When to Start Low-Dose Aspirin for Preeclampsia Prevention in Pregnancy
Low-dose aspirin (81 mg/day) for preeclampsia prevention should be initiated between 12 and 16 weeks of gestation in high-risk women and continued until delivery. 1, 2, 3
Risk Assessment for Preeclampsia
High-Risk Factors (one or more):
- History of preeclampsia
- Multifetal gestation
- Chronic hypertension
- Type 1 or 2 diabetes
- Renal disease
- Autoimmune disease
Moderate-Risk Factors (more than one):
- First pregnancy
- Maternal age ≥35 years
- BMI >30 kg/m²
- Family history of preeclampsia
- Pregnancy interval >10 years
- Previous adverse pregnancy outcome
Timing of Initiation
The optimal timing for starting low-dose aspirin is between 12 and 16 weeks of gestation 1, 2, 3. This timing is critical because:
- Placentation is actively occurring during this period
- Starting before 16 weeks appears to be more effective in preventing preeclampsia
- Starting too early (before 12 weeks) has limited evidence for safety
- Starting after 16 weeks may be less effective but still beneficial if initiated before 28 weeks
Dosage Considerations
While the standard recommended dose in the United States is 81 mg daily 2, 3, there is emerging evidence suggesting that higher doses may be more effective:
- The Royal College of Obstetricians and Gynaecologists and International Federation of Gynecology and Obstetrics (FIGO) recommend 150 mg daily 4
- For obese women (BMI ≥30 kg/m²), recent evidence suggests 162 mg may provide additional benefit with a 78% probability of reducing severe preeclampsia compared to 81 mg 5
Duration of Therapy
Low-dose aspirin should be continued daily until delivery 1, 2, 3. There is no evidence supporting discontinuation before delivery, and the safety profile supports continued use throughout pregnancy.

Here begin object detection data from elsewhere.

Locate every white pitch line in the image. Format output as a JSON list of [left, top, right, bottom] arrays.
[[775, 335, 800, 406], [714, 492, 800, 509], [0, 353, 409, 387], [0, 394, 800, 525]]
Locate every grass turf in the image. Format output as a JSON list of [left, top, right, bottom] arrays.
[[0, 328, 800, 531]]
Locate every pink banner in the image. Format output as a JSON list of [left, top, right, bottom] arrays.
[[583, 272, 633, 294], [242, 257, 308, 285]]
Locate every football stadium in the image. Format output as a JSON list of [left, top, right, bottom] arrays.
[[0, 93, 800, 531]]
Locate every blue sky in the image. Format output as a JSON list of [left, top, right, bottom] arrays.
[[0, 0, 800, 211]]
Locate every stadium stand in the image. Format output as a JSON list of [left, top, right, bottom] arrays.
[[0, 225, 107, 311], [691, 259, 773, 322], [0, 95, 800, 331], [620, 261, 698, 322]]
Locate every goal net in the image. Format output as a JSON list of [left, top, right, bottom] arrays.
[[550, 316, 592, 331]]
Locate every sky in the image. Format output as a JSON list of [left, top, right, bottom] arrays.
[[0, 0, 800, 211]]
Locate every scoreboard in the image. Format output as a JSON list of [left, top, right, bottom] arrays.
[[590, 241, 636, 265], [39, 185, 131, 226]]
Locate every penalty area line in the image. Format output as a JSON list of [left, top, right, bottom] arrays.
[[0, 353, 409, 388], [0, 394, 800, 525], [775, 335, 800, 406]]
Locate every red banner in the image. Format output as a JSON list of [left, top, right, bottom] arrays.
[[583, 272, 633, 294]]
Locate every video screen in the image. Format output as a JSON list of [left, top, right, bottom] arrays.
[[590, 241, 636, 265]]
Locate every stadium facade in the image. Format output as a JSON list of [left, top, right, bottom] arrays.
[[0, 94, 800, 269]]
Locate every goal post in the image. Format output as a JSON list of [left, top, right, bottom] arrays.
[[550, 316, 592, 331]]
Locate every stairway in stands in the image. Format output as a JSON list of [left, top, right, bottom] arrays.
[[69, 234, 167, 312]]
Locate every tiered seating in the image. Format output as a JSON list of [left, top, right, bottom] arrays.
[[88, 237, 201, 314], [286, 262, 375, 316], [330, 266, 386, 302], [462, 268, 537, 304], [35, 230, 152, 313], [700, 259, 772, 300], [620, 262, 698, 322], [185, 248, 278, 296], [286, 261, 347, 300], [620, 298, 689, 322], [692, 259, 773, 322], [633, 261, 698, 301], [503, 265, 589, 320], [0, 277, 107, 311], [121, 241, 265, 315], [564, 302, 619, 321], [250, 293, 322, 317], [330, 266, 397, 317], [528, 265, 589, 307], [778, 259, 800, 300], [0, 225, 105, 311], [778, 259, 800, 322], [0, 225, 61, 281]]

Important Clinical Considerations
- Safety profile: Low-dose aspirin in pregnancy has a well-established safety record with minimal risk of maternal or fetal complications 2, 3
- Timing is critical: Starting before 16 weeks appears to be most effective 4
- Obesity impact: Women with BMI >30 kg/m² may benefit from higher doses (162 mg) 5
- Missed opportunity: Failure to identify high-risk women and initiate aspirin therapy before 16 weeks represents a missed opportunity for preeclampsia prevention
Common Pitfalls to Avoid
- Delayed initiation: Starting aspirin after 16 weeks reduces its effectiveness
- Inadequate risk assessment: Failing to identify women with multiple moderate risk factors
- Inconsistent dosing: Intermittent use reduces effectiveness
- Premature discontinuation: Stopping before delivery eliminates protective benefits
- Underdosing in obesity: Standard 81 mg dose may be insufficient for obese women
While some recent research suggests that initiating aspirin even earlier than 12 weeks might be beneficial 6, current guidelines from major medical organizations consistently recommend starting between 12-16 weeks of gestation for optimal benefit with established safety.